Now the US looking up with green glasses, and Chicago is leading the way. Just 15 miles from the city’s downtown is the world’s largest vertical farm. A 90,000 square foot greenhouse, The Plant, provides almost 1 million pounds herbs, arugula, watercress and other greens. (To boot, it was USDA certified organic last September.)

And it’s not ideas or legislation that are holding back vertical farms. Commercial farming became legal within the city limits of Boston in December. On Monday, Leon Neyfakh’s article describing what a greener Boston might look like was published in the Boston Globe. In San Diego, architect and designer Brandon Martella, 24, designed a greenhouse that is ready to be built. He’s just waiting for the builder.

The real hold up is the capital.

“The challenge will be to get investors interested,” said Dr. Ngiam Tong Tau to Karissa Rosenfield reporting for the Arch Daily. Dr. Ngiam Tong Tau is the chairman of Sky Greens, the world’s first low carbon hydraulic water-driven, tropical vegetable urban vertical farm. “This type of farm needs (relatively) higher capital,” he said. “This is a new system, so people need to be trained (and) we need to attract people to come here to work.”
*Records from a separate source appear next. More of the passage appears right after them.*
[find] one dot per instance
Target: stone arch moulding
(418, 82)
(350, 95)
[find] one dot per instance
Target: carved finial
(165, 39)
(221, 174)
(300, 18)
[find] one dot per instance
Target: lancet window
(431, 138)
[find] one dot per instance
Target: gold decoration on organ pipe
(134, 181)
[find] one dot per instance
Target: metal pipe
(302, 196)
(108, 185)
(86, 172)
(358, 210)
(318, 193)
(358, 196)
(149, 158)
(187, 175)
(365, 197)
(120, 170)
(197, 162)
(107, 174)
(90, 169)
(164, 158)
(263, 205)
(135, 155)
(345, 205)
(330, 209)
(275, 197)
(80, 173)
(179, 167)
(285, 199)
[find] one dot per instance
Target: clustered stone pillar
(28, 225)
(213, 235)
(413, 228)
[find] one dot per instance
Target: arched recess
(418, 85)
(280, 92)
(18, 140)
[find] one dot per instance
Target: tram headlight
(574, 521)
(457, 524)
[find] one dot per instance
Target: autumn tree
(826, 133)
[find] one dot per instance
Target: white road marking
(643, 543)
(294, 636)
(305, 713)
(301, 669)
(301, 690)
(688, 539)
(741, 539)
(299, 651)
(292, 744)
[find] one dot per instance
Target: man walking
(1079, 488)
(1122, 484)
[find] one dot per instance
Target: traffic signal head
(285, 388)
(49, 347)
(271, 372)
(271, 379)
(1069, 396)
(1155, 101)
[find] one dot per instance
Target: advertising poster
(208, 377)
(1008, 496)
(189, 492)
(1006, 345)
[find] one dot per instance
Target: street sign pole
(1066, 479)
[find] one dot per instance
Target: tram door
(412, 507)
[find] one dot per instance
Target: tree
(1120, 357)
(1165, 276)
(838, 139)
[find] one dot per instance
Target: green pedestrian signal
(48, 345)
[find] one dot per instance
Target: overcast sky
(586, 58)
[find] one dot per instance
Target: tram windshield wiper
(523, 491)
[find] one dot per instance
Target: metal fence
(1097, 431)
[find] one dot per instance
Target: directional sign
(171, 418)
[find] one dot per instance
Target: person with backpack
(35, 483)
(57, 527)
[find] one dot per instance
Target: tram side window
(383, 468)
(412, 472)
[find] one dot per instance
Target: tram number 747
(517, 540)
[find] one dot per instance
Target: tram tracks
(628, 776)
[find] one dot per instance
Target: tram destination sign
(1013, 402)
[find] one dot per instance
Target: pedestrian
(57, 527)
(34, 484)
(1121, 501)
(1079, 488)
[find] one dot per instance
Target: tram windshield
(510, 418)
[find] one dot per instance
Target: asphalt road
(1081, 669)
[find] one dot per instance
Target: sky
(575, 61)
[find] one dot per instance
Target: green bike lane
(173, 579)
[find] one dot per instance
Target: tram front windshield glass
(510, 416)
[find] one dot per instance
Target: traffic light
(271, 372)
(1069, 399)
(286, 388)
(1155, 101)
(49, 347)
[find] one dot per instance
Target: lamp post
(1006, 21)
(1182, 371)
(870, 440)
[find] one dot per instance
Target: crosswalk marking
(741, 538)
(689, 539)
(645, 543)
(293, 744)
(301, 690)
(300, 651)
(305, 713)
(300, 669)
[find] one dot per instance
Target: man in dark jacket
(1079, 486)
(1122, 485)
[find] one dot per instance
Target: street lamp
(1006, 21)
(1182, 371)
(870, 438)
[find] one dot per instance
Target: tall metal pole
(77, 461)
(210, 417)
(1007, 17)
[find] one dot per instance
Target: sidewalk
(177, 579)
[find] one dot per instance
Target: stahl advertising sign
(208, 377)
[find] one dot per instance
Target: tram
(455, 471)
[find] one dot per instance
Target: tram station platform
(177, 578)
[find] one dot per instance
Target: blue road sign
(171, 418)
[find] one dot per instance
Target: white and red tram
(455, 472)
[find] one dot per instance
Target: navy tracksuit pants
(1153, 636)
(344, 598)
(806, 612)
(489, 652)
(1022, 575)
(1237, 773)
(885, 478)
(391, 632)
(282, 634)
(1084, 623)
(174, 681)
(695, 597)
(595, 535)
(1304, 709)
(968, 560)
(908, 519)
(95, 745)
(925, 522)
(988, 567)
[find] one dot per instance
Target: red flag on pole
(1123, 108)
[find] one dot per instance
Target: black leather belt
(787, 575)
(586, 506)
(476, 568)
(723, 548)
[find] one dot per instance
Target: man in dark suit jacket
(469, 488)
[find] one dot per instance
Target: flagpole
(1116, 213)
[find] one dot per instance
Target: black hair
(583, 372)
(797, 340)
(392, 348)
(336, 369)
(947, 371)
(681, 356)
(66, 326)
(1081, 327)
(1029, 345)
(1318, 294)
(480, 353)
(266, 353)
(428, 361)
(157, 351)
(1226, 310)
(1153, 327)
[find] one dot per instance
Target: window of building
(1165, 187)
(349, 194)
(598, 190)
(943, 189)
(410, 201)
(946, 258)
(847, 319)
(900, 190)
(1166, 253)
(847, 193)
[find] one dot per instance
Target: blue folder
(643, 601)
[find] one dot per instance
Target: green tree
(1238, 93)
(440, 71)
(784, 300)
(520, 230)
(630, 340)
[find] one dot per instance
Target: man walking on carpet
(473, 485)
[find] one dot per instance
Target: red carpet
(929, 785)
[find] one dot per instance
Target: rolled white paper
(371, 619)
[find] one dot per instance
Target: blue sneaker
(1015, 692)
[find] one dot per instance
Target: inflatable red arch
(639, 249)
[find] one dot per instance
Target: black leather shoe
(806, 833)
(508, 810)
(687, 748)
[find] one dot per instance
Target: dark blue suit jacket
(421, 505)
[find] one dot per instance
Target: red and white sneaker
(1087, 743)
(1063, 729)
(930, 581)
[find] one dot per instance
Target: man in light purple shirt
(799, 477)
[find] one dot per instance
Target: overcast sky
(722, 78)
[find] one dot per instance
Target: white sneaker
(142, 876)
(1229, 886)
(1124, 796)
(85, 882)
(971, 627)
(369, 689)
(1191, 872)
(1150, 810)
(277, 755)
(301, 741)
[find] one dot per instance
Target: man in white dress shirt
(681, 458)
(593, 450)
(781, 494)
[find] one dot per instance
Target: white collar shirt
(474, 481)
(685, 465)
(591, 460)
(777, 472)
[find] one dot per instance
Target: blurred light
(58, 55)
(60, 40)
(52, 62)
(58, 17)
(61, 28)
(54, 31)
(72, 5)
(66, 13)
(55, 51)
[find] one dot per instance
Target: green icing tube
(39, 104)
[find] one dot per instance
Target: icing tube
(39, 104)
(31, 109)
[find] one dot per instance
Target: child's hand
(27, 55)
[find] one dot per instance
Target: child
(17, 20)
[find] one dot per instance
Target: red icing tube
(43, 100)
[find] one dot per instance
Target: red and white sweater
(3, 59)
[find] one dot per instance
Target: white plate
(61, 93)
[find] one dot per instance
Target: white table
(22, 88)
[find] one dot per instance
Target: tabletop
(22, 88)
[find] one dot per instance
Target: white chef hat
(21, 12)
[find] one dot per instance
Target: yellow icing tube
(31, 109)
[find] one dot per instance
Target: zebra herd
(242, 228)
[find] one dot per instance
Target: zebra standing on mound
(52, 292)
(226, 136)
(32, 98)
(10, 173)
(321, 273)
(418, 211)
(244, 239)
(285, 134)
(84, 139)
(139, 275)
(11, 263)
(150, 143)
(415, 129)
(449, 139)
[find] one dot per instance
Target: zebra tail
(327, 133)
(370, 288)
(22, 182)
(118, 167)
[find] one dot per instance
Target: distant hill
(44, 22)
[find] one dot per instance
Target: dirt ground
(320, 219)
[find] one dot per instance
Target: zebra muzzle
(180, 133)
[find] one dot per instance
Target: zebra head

There are of course the skeptics, who worry that the energy requirements of vertical farms outweigh the benefits. One article in blog, A Sustainable City, outlines some of the big downsides: (1) urban land is much costlier than rural farmland, (2) there are larger side costs such as controlling ambient temperatures and powering lights for the skyscraper, and (3) the amount of attention needed for proper arrangement and pollination might prove more difficult. Even Despommier himself points out that urban vertical farms won’t be easy, saying, “You can’t just stack greenhouses on top of each other and get a vertical farm.”

“There’s not a question that lights are part of our big expense,” said Marc Oshima to The Daily Beast’s Miranda Green. Marc Oshima is the chief marketing officer of AeroFarms, a vertical farm technology company based in Ithaca, NY. “But our business model works, and we have very much to look forward to in terms of our philosophy for renewable energy.”

The practicality of urban farming certainly has yet to be proven, at least on a major scale in more than just a few examples. But, they are certainly worth a shot. If investor interest grows as much as the urban population does, then there’s a vertical farm coming to a city near you.